Un ballo prima dell’apocalisse ?
Sì.
Ma che sia breve ed intenso, un dolce e struggente volteggio sulle punte e non, di abbandono.
Di ricordi.
Di estasi.
Questo ed anche altro sulle emittenti stordenti di MTV ed affini, dove quel video clip di Dancing with Tears in My Eyes trovò quel singolare spazio tra le tante ( e diciamolo …) amenità musicali proposte all’epoca.
L’appuntamento con l’Apocalisse era fissato per la Mezzanotte, ma poteva essere diversamente, quello era ed è sempre stato l’orario ideale per questo genere di cose; Armageddon, vampiri risorti da fosse maleodoranti e lupi mannari americani trapiantati a Londra. Ma qui Ure & C. si superarono, si portarono dentro una valigetta in formato bignami tutta quella decadenza della letteratura di Edgar Allan Poe, l’immaginifico più cupo di Carl Theodor Dreyer, l’elegia romantica dei cugini disadattati androidi ed ex punk di Foxxiana memoria e con l'aggraziata mescola di tutti quei saporiti ingredienti si convertì il tutto alla fede più integralista e New Romantic.

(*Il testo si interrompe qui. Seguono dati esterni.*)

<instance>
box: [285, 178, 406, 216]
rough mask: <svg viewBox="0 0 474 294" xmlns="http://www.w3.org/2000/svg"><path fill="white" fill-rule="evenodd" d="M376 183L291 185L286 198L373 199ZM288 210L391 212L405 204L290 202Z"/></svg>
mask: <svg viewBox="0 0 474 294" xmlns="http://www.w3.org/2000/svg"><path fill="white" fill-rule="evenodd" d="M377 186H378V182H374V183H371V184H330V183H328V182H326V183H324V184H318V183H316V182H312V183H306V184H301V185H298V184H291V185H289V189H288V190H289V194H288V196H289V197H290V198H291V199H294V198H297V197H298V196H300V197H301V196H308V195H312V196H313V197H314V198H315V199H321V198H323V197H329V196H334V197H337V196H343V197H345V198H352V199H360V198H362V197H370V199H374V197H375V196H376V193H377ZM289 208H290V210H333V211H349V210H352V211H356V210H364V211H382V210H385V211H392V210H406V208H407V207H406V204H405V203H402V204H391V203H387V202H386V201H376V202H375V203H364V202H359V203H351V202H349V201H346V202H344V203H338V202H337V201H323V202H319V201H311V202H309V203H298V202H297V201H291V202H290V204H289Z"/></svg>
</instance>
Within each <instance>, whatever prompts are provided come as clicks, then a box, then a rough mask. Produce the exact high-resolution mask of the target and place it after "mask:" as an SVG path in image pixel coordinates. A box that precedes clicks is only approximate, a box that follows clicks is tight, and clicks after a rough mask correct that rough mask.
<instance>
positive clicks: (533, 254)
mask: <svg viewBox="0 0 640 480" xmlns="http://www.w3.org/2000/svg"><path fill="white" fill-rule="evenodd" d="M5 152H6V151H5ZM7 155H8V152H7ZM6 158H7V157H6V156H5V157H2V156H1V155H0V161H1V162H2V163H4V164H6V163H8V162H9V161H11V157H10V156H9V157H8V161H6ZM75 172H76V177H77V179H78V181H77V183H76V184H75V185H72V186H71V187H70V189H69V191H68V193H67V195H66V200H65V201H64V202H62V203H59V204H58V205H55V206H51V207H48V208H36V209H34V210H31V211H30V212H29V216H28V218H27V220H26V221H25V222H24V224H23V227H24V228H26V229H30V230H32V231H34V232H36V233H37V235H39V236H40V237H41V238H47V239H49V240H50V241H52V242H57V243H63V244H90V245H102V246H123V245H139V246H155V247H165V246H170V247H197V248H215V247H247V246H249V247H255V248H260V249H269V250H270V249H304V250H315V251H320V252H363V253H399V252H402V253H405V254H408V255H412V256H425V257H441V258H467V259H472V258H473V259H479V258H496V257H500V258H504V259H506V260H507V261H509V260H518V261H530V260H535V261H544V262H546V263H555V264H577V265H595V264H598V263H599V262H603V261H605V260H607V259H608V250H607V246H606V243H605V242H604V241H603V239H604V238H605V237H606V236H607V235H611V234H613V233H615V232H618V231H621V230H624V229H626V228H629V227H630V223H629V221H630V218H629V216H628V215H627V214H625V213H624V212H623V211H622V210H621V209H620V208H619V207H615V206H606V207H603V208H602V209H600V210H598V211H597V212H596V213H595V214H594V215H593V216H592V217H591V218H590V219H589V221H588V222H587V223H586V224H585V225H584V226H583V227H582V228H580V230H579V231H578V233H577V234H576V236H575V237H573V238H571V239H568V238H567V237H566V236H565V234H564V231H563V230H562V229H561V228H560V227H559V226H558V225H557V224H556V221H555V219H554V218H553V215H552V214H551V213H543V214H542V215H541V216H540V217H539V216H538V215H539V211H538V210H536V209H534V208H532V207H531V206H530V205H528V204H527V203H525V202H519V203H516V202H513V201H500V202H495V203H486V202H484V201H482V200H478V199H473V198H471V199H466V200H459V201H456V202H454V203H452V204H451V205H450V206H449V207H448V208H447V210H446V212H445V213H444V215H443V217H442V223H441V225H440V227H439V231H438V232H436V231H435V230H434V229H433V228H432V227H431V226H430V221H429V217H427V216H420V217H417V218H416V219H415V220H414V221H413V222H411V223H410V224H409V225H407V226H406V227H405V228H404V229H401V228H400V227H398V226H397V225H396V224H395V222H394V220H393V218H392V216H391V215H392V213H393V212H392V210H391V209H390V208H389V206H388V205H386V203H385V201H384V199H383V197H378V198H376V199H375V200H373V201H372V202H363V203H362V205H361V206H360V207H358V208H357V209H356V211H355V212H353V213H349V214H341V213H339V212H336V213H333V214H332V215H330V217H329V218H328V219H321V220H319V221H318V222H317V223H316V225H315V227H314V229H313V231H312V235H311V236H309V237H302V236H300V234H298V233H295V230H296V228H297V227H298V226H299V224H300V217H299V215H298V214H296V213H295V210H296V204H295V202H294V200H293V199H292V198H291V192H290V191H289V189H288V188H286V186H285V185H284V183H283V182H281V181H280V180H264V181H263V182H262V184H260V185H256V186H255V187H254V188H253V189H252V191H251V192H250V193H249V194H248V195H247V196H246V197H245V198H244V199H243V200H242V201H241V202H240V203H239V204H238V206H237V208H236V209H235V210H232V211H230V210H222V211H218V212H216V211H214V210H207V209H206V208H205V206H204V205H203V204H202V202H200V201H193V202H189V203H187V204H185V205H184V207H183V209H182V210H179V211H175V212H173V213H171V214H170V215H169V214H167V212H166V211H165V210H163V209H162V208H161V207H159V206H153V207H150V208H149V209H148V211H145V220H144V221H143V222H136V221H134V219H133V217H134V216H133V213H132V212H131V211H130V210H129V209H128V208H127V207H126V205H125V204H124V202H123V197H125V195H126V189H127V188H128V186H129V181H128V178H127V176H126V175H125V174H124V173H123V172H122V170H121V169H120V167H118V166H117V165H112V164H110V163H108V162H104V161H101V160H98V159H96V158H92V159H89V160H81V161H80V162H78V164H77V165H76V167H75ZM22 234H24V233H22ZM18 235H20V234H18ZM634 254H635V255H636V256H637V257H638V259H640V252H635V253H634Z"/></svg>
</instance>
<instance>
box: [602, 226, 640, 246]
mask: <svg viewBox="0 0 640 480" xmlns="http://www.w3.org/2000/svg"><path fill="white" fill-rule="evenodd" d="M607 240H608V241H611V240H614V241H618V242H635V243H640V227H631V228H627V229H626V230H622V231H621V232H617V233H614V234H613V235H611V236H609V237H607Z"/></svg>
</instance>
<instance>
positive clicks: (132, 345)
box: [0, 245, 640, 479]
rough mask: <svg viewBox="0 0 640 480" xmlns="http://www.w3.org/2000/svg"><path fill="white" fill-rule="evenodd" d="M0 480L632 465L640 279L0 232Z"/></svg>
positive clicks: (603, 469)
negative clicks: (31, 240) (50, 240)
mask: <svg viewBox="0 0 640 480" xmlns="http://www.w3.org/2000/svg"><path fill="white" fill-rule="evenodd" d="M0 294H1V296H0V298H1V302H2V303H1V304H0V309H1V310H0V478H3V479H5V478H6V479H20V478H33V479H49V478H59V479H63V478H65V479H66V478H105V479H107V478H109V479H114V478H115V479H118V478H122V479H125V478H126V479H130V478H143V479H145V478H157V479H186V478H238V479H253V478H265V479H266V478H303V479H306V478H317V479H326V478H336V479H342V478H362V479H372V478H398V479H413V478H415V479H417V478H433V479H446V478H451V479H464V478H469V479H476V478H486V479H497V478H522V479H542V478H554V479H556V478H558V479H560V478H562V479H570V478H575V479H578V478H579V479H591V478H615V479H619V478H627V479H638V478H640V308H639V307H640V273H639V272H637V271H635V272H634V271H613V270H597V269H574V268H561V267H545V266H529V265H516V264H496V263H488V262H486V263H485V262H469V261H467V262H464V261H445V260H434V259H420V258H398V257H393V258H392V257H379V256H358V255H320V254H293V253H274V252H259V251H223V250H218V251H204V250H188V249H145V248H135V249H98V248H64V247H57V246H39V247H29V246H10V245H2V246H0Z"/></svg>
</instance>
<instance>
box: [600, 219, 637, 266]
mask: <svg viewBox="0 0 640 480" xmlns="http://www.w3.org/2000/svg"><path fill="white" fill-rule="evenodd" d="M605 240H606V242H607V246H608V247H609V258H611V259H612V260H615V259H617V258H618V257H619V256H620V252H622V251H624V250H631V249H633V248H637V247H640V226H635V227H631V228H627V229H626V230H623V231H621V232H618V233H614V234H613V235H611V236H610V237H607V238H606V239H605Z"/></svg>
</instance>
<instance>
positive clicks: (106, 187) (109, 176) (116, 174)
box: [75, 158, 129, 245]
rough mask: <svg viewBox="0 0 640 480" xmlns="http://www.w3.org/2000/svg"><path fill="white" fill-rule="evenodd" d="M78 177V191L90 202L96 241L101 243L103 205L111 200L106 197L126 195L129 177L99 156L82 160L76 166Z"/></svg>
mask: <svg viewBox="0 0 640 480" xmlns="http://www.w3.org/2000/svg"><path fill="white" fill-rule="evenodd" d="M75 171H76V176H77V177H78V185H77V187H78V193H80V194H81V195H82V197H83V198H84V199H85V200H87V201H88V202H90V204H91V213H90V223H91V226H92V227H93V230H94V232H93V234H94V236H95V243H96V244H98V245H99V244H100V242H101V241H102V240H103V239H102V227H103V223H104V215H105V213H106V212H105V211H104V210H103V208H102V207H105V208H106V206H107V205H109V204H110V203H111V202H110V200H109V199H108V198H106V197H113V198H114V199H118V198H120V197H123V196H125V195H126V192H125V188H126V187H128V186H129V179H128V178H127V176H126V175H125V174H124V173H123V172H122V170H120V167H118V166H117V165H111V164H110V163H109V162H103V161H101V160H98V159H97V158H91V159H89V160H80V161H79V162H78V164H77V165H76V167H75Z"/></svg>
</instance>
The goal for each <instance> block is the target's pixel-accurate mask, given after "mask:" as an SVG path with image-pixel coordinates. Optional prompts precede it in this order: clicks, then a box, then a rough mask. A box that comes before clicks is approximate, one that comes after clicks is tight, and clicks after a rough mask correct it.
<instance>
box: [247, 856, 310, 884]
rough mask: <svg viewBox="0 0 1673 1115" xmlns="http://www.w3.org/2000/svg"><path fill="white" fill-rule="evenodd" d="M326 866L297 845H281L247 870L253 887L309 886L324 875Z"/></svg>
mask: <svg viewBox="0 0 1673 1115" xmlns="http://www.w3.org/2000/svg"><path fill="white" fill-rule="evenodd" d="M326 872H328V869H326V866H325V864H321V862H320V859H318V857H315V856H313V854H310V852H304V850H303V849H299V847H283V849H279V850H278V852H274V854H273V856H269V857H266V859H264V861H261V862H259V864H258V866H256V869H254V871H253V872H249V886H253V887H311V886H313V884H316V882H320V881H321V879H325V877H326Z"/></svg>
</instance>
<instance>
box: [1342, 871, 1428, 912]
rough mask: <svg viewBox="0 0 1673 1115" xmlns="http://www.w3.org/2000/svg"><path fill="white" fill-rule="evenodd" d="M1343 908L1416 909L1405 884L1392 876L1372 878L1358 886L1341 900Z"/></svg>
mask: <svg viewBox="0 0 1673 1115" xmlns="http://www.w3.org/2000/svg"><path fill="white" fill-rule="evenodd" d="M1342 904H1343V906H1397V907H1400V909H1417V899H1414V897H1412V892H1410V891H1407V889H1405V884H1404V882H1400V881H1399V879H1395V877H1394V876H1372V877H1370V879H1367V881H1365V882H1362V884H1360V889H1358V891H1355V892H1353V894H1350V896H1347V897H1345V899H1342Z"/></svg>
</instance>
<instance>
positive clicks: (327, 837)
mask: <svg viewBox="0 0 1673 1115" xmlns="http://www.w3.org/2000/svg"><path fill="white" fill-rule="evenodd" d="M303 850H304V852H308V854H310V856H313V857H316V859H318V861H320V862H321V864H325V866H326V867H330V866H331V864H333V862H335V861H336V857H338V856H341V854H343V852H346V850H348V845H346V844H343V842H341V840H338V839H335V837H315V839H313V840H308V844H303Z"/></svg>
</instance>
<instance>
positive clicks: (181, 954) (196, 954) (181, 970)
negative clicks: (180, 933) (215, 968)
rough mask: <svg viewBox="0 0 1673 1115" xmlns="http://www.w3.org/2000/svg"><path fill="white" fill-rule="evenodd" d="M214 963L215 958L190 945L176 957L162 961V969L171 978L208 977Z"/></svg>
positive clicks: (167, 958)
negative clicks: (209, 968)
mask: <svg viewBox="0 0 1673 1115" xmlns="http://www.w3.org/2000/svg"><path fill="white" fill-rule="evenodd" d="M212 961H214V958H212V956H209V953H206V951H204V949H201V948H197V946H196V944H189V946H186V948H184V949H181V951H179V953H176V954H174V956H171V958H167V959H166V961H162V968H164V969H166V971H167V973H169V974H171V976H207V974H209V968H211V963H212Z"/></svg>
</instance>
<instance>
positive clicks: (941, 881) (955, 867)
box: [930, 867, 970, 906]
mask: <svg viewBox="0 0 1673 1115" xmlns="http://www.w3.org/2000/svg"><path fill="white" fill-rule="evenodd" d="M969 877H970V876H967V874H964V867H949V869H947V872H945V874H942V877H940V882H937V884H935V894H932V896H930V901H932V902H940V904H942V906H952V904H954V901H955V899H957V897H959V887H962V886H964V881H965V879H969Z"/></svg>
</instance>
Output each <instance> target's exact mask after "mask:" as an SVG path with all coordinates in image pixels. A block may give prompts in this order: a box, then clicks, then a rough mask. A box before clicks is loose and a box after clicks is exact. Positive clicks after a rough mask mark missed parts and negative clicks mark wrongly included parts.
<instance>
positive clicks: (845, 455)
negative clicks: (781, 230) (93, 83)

Era proprio quel trasporto di ultimo desiderio, quel dolce calar del lenzuolo sulla propria esistenza. Ombre e polvere prima di sparire per sempre.
L’ attimo prima di scomparire in quel bagliore bianco ed accecante.
E ci siamo anche capiti che questo ultimo ballo era qualcosa di bello e strano. Un abbraccio forte prima di implodere con la follia del mondo attorno, non era certo la danza prima dei Corn Flakes e di tutti i giorni di Wang Chung e tantomeno The Politics of Dancing di Re-Flex . Gli 80’s, anni ambigui e perversi, l’insostenibile leggerezza dell’essere pop di Easy Lady, i fianchi ondeggianti e palestrati della Isla Bonita in infelice convivenza con l’esprit New Wave e decadente, che lento e tra ombre era lesto ad insinuarsi. Quella madeleine che aveva quel retro gusto agrodolce e che continuava a rotolare sull’emisfero pop dai tempi di Hiroshima Mon Amour.
Ma Lament è anche altro.
E’ una immersione profonda nella Stonehenge del Nord, in quel misticismo della copertina, che inizialmente doveva essere completamente nera. E invece per ricordare ancora la storia dell’ uomo prevalse la scelta di raffigurare quelle millenarie pietre erette sull’Isola di Lewis in Scozia, ribattezzate dagli abitanti come le pietre na fir bhrèige, ovvero i “falsi uomini” .
Mano nella mano, assaporando il passato, mentre beviamo questo dono per voi. Mano nella mano, assaporando il passato, mentre beviamo da tutto questo.
E’ visione di terre dimenticate, di divinità celtiche millenarie che spettrali si aggirano sugli scheletri di un’Europa che verrà presto saccheggiata della sua Bellezza. La strada verso i totalitarismi era stata appunto già tracciata, prendendo forza dalla distrazione delle masse, avvolte in tutta quella glassa patinata e oceani di pop corn. Ma c’è un filo di speranza, stiamo accanto alle Vecchie Pietre Noi ed una Dea celtica sta con noi. E piange per Noi e per le nostre agonie, ( lo dicono i testi! ).
Tutto l’incredibile spleen di questo album è ridotto all’essenza nella vibrante A Friend I Call Desire, brano portante e manifesto che farà scuola e fortuna di tutta una sbandata generazione di malinconici sintetici, pronipoti di Connie Plank , di algidi performer come Martin Gore che da questa generazione di originali cantastorie cyberpunk e col senno di poi new romantic coglieranno essenziali ispirazioni.
E quella corsa affannosa nella metropoli in spegnimento per raggiungere l’amata per l’ultima volta è tutta nel tappeto sonoro dei cupissimi synth di A Friend I Call Desire, tra palazzi e strade che sono sul punto di imbiancarsi nel nulla, di sogni che stanno dissolvendosi per l’eternità, tra angeliche ed intrecciate femminili vocalità, abbiamo barattato la nostra ragione con i nostri desideri, il nostro intelletto con le nostre voglie, la nostra anima con miseri beni? E, meglio ancora, sappiamo almeno di aver perso qualcosa?
Insomma, questi anni 80 non sono stati proprio una passeggiata.